6.000 Bauern protestieren in Münster gegen neue Düngeverordnung

Großdemo der Landwirte gegen Düngeverordnung WDR aktuell 04.04.2019 01:39 Min. Verfügbar bis 04.04.2020 WDR

6.000 Bauern protestieren in Münster gegen neue Düngeverordnung

  • Neue Verordnung soll Grundwasser schützen
  • Bauern befürchten Einbußen
  • Verordnung betrifft nitratbelastete Regionen in NRW

Mehrere Tausend Landwirte aus dem ganzen Bundesgebiet haben am Donnerstag (04.04.2019) in Münster demonstriert. Sie protestierten gegen die Verschärfung der Düngeverordnung.

Demonstranten mit ihren Plakaten

Die Bauern fürchten um ihre Zukunft

Mit der neuen Verordnung will die Bundesregierung EU-Vorgaben erfüllen. Dabei geht es vor allem um den Schutz von Grundwasser, das durch die stickstoffhaltige Gülle belastet wird. Die Bauern befürchten durch die neue Verordnung zusätzliche Kosten und Ernteeinbußen.

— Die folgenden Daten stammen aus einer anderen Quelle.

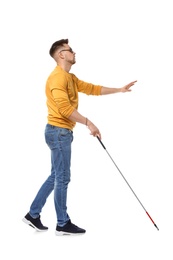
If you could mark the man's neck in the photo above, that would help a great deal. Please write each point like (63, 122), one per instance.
(65, 67)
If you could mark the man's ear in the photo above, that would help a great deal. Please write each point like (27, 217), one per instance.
(61, 55)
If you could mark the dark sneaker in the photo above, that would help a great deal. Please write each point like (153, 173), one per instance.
(34, 222)
(69, 229)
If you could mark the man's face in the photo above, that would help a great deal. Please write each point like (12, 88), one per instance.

Außerdem würden sie sich bereits jetzt für den Schutz des Grundwassers einsetzen, argumentieren sie.

Finanzielle Hilfen für Bauern

NRW-Umweltministerin Ursula Heinen-Esser (CDU)

Die Ministerin will die Bauern unterstützen

Die NRW-Landwirtschaftsministerin sagte den Landwirten im Vorfeld der Veranstaltung im WDR-Interview ihre Unterstützung zu: "Es ist wichtig den Bauern finanziell unter die Arme zu greifen, so dass sie die neuen Anfordernungen der Düngeverordnung auch tatsächlich erfüllen können", so Ursula Heinen-Esser im WDR-Radio.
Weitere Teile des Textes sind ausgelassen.